We do think more flexible partnership options are a reality of where we're going. We think that there are a variety of ways we can offer smaller programs that are still really high quality and Keypath is very much part of that story.
So we'll provide more color over time. The reality is it's a combination of sort of ROIC and quality and I do think ultimately, Steve Fireng and the team at KeyPath are doing a great job and we're excited about the strategic relationship.
So more options for high quality programs and more flexible approaches to the market is something you will hear a lot more about at our upcoming Investor Day.
Ryan McDonald
Great. Thank you very much.
Operator
And our next question comes from the line of George Tong with Goldman Sachs. Your line is now open.
Unidentified Analyst
Good evening. This is Blake on for George.

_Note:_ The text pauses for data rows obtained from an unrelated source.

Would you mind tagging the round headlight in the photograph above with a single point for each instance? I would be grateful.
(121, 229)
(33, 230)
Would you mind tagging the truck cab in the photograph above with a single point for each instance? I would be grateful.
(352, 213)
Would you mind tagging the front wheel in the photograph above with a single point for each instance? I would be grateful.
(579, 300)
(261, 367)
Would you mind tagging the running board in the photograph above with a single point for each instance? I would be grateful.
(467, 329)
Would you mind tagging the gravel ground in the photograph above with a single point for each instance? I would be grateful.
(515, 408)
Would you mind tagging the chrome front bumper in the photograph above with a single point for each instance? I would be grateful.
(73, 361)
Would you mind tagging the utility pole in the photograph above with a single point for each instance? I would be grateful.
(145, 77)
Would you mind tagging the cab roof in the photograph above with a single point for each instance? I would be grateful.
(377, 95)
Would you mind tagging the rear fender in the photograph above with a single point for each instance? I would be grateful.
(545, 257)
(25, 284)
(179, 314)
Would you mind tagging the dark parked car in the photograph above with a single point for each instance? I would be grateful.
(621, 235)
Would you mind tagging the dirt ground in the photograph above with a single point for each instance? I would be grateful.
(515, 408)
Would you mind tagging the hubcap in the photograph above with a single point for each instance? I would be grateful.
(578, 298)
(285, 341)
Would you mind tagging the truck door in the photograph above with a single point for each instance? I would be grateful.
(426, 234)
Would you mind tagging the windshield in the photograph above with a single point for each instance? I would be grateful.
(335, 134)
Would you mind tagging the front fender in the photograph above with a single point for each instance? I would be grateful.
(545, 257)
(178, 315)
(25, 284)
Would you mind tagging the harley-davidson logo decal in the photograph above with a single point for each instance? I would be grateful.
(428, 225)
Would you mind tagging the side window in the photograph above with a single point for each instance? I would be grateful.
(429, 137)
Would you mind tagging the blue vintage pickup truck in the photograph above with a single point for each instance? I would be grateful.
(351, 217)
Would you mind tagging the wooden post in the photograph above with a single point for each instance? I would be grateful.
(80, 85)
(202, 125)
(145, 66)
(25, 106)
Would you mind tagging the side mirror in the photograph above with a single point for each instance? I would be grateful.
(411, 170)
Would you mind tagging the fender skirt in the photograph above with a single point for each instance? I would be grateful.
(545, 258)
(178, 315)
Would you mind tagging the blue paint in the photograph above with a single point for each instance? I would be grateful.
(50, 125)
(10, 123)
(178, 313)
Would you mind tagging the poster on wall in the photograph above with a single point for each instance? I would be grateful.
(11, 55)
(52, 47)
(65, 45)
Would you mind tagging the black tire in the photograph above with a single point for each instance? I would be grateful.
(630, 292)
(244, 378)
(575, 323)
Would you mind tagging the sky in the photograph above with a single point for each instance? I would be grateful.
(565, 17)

Thanks for taking my question. Given the evolving competitive landscape discussed last quarter how should we think about your steady state program sizes going forward.
I know its 300, 500 previously, but how do you see that range trending over time? And related to that do you continue to expect to see high 30% margins for cohorts older than four years or will we see that trend down a bit at some of the smaller sized programs age?
Christopher Paucek
So, the latter is fairly easy. We still believe we've got a great strong margin business in the grad side and that doesn't change.
Obviously, as we've discussed in the past we have seen the overall size of the largest programs come down. As we talked about in this call just the impact of one program took growth in the segment from 25 to 15.
That was a very significant part of our business. But just to give you an example of the sort of development of the business is when we were when we IPO-ed the company we had 10 programs -- 10 degree programs.
Today, we have 300 plus offerings across a variety of different product types. But how that's relevant to your question is at the time we IPO-ed 69% of our revenue came from one client.
And today we have one client above 10%, that same client, only one. So revenue concentration risk has come way down in the company.
And so this is all about the diversifying of the business. And over time, we're focused on driving quality for our partners with the best return on capital we can and approaching the market with enough flexibility that solves the long-term needs of the university and drives high quality student outcomes.
And that's our story. So I wanted to -- as we end the call.
That's our last question, Operator. I wanted to thank Paul Lalljie for his arrival and we're excited to get out on the road and look forward to talking to everyone in more detail over the next couple of weeks.
Operator
Thank you ladies and gentlemen this concludes today's conference call. Thank you for participating.
You may all disconnect. Everyone have a great day.